After one or two changes, Mr. Graham found his place beside me superseded by Mr. Wallace, a plump young lawyer, returning to Edinburgh after seeing to the disposition of the estate of an elderly relative in Inverness, as he explained to me.
I didn’t find the details of his legal practice nearly as fascinating as he did, but under the circumstances, his evident attraction to me was mildly reassuring, and I passed several hours in playing with him upon a small chess set that he produced from a pocket and laid upon his knee.
My attention was distracted both from the discomforts of the journey and the intricacies of chess by anticipation of what I might find in Edinburgh. A. Malcolm. The name kept running through my mind like an anthem of hope. A. Malcolm. It had to be Jamie, it simply had to! James Alexander Malcolm MacKenzie Fraser.
“Considering the way the Highland rebels were treated after Culloden, it would be very reasonable for him to use an assumed name in a place like Edinburgh,” Roger Wakefield had explained to me. “Particularly him—he was a convicted traitor, after all. Made rather a habit of it, too, it looks like,” he had added critically, looking over the scrawled manuscript of the antitax diatribe. “For the times, this is bloody near sedition.”
“Yes, that sounds like Jamie,” I had said dryly, but my heart had leapt at the sight of that distinctively untidy scrawl, with its boldly worded sentiments. My Jamie. I touched the small hard rectangle in my skirt pocket, wondering how long it would be, before we reached Edinburgh.

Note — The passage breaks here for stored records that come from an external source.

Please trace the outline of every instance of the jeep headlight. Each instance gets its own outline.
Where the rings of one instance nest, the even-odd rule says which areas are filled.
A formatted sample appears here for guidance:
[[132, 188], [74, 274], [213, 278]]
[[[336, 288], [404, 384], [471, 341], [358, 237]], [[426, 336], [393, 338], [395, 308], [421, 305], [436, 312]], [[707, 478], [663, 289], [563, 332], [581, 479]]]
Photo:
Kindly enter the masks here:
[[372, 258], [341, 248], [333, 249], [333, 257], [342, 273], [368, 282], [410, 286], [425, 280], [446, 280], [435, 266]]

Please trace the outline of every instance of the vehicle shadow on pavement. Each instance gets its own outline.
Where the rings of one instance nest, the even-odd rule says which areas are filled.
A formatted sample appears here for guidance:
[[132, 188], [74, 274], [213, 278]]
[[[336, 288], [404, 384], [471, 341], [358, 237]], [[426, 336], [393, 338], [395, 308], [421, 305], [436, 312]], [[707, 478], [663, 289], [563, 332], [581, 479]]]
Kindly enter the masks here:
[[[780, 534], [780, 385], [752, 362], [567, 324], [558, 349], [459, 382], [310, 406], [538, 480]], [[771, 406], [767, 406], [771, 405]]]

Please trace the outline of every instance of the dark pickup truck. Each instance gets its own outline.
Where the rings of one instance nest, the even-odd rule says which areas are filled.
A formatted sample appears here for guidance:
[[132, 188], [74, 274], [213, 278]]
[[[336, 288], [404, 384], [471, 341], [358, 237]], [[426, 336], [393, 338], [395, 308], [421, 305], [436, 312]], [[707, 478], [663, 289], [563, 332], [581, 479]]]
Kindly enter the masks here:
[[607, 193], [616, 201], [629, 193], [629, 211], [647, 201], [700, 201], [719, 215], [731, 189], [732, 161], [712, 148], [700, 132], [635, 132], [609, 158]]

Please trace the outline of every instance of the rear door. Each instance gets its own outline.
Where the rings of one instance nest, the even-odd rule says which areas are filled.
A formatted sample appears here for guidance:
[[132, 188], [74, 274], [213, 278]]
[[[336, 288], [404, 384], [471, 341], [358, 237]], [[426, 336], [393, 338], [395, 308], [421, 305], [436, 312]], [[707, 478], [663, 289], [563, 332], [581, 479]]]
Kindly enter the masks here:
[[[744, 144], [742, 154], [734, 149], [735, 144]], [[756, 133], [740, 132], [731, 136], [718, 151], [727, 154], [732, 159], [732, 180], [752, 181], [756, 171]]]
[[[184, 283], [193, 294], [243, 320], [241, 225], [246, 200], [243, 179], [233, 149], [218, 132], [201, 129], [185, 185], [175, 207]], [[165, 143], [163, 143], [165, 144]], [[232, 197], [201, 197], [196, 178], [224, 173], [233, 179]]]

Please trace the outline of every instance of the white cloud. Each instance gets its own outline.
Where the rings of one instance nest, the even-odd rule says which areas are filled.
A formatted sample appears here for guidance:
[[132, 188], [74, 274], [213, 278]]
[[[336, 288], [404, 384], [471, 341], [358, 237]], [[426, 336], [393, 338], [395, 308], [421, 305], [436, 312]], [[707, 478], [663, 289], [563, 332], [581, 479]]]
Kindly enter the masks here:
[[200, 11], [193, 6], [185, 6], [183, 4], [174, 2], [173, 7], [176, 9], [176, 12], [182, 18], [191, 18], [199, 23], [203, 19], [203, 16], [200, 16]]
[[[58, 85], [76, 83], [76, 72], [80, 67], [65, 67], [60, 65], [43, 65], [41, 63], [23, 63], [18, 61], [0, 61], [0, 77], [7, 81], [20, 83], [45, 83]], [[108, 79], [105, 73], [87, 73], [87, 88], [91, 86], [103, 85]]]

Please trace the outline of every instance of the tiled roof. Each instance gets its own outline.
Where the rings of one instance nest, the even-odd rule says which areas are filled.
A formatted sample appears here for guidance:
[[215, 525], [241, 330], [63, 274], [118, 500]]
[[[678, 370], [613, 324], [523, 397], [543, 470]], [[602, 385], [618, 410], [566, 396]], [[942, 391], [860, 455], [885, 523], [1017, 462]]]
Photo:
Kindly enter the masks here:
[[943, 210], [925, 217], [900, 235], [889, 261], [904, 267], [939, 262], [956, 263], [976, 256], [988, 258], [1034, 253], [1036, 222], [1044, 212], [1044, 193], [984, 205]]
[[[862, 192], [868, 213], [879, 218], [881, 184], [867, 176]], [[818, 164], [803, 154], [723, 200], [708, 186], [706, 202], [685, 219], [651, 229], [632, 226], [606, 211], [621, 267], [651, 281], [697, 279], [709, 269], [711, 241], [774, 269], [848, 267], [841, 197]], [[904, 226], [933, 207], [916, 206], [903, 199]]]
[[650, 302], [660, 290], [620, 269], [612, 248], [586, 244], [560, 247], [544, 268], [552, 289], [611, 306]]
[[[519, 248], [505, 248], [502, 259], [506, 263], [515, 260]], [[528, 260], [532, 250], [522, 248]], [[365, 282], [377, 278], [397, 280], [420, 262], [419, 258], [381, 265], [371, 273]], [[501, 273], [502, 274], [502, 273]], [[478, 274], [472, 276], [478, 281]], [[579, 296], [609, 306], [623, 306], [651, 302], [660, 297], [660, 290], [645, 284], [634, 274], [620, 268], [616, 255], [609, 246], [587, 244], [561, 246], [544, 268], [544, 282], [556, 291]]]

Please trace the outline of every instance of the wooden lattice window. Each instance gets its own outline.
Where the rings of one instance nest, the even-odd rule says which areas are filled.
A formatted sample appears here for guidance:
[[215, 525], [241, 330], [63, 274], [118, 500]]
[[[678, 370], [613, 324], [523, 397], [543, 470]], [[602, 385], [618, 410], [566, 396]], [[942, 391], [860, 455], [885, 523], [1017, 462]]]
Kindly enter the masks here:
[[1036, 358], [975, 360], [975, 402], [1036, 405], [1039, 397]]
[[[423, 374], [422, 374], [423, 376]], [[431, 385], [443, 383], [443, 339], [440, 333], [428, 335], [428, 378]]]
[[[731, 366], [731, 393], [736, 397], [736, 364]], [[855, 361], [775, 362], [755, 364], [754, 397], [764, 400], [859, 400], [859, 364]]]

The weather kept unseasonably fine, with no more than the occasional drizzle to hinder our passage, and we completed the journey in less than two days, stopping four times to change horses and refresh ourselves at posthouse taverns.
The coach debouched into a yard at the back of Boyd’s Whitehorse tavern, near the foot of the Royal Mile in Edinburgh. The passengers emerged into the watery sunshine like newly hatched chrysalids, rumpled of wing and jerky in movement, unaccustomed to mobility. After the dimness of the coach, even the cloudy gray light of Edinburgh seemed blinding.
I had pins and needles in my feet from so long sitting, but hurried nonetheless, hoping to escape from the courtyard while my erstwhile companions were busy with the retrieval of their belongings. No such luck; Mr. Wallace caught up with me near the street.
“Mrs. Fraser!” he said. “Might I beg the pleasure of accompanying you to your destination? You will surely require some assistance in the removal of your luggage.” He looked over his shoulder toward the coach, where the ostlers were heaving the bags and portmanteaux apparently at random into the crowd, to the accompaniment of incoherent grunts and shouts.
“Er…” I said. “Thank you, but I…er, I’m leaving my luggage in charge of the landlord. My…my…” I groped frantically. “My husband’s servant will come fetch it later.”
His plump face fell slightly at the word “husband,” but he rallied gallantly, taking my hand and bowing low over it.
“I quite see. May I express my profound appreciation for the pleasure of your company on our journey, then, Mrs. Fraser? And perhaps we shall meet again.” He straightened up, surveying the crowd that eddied past us. “Is your husband meeting you? I should be delighted to make his acquaintance.”
While Mr. Wallace’s interest in me had been rather flattering, it was rapidly becoming a nuisance.
“No, I shall be joining him later,” I said. “So nice to have met you, Mr. Wallace; I’ll hope to see you again sometime.” I shook Mr. Wallace’s hand enthusiastically, which disconcerted him enough for me to slither off through the throng of passengers, ostlers and food sellers.
I didn’t dare pause near the coachyard for fear he would come out after me. I turned and darted up the slope of the Royal Mile, moving as quickly as my voluminous skirts would allow, jostling and bumping my way through the crowd. I had had the luck to pick a market day for my arrival, and I was soon lost to sight from the coachyard among the luckenbooths and oyster sellers who lined the street.
Panting like an escaped pickpocket, I stopped for breath halfway up the hill. There was a public fountain here, and I sat down on the rim to catch my breath.
I was here. Really here. Edinburgh sloped up behind me, to the glowering heights of Edinburgh Castle, and down before me, to the gracious majesty of Holyrood Palace at the foot of the city.